I’ve been without Internet for the past five days. I would love to be able to say that I decided to take a digital sabbatical as a way to refresh myself. Unfortunately, due to storms and the joys of finicky technology, I was forced to unplug this week. (The picture above is the inside of our tech closet. My husband sure has fun with his toys.)
Whether it was voluntary or not, it really showed me how incredibly dependent I am on the Internet. I couldn’t do my typical blog reading, reply to comments here, do research of any kind, or even print out math worksheets for my kids. If I stood out in the rain I could occasionally get enough signal to download email to my phone. Pretty desperate, right?

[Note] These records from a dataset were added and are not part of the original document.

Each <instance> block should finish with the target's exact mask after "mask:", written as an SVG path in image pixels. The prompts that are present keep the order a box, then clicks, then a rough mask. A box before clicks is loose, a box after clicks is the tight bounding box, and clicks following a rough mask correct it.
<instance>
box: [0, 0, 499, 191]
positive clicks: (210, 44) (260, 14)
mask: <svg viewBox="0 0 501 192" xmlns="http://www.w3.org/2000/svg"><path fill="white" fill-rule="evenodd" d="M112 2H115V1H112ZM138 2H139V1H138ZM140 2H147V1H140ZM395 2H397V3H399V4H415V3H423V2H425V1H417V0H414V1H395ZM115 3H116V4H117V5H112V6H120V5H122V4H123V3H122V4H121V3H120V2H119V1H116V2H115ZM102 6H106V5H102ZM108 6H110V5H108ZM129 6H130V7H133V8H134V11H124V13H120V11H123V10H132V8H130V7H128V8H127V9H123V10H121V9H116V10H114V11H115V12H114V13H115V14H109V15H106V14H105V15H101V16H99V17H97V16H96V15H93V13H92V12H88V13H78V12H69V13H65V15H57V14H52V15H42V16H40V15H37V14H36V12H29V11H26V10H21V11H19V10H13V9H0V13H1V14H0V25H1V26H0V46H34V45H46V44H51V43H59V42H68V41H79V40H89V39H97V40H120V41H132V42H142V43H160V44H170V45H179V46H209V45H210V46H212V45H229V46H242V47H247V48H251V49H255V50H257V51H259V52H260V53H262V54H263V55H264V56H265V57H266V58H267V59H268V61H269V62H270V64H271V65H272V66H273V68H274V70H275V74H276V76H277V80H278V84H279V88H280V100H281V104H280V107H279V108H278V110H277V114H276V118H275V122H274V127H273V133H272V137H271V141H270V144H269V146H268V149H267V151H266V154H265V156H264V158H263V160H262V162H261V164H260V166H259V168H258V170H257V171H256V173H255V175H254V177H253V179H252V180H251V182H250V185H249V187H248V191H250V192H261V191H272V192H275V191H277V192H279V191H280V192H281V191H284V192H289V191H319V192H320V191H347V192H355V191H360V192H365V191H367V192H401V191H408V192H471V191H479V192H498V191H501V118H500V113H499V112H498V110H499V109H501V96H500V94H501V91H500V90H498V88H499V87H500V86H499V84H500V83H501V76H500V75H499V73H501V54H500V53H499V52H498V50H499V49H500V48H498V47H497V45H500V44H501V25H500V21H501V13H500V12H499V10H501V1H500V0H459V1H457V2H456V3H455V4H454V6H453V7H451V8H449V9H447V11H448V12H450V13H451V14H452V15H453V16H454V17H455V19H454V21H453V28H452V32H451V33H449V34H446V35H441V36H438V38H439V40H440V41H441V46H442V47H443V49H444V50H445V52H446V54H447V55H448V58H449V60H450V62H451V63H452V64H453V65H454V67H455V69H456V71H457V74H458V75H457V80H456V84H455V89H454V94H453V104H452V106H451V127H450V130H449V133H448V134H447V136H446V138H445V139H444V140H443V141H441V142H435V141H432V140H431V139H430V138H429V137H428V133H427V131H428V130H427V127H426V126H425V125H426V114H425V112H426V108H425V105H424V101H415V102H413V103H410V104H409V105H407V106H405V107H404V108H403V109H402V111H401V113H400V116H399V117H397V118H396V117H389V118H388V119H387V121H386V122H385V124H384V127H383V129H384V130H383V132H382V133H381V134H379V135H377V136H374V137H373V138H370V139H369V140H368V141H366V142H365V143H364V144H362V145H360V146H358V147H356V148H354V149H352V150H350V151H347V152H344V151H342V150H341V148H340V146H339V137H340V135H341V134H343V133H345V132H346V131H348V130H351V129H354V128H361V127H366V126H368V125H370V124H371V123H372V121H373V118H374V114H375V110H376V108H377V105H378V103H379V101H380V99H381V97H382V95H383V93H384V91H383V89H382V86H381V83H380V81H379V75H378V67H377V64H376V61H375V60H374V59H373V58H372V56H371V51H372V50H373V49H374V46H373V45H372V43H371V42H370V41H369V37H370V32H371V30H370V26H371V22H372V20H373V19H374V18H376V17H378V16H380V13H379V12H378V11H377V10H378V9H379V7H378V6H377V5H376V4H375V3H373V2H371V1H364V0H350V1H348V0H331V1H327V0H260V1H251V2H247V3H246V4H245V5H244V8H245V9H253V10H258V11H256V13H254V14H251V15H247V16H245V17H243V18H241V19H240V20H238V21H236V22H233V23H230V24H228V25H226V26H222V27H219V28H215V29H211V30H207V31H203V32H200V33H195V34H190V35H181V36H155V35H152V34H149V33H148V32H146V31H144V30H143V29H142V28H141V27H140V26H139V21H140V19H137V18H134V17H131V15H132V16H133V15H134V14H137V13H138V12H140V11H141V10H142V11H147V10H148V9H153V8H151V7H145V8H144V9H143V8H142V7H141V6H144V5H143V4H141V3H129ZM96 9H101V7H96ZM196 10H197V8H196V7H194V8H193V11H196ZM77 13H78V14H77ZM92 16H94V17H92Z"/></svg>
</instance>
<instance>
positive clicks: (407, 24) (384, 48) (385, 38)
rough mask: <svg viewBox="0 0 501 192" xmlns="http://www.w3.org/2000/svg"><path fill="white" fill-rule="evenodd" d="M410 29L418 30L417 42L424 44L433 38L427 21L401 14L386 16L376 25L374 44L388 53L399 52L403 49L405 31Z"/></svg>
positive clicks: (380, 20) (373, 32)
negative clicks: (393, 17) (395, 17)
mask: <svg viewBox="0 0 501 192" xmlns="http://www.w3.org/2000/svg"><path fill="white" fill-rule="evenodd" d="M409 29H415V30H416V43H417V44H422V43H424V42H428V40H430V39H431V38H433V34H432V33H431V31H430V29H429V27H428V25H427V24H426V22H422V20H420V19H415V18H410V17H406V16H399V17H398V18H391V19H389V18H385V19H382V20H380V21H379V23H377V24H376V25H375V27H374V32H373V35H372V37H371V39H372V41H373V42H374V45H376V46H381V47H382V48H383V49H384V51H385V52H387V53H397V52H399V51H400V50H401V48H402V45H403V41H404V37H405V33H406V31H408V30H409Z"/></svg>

I was reading Everett Bogue’s book, Minimalist Business: How to Live and Work Anywhere, and he talks about how much more productive you can be by only checking your email once a day. I’m embarrassed to admit this. I’m not sure I could do that, but I’d really like to try. I think I’ll try by sticking to a few specific times during the day to check my email instead of having it open and automatically checking for new email all the time.
It did make me wonder though, what did I used to do before I had constant online access? In fact, what did my parents do before the Internet and the complete dependence on the technology of today? No one felt like something was missing because no one was dependent on it yet.
These past five days have convinced me that I need to make time for our family to unplug more on a regular basis. I am hoping that choosing to do it would feel different than unexpectedly losing it. It’s time to examine priorities and plan some non-digital family fun.
Do you struggle with a dependence on the digital world? What steps have you taken to help battle it? I’d love to hear your personal stories and suggestions.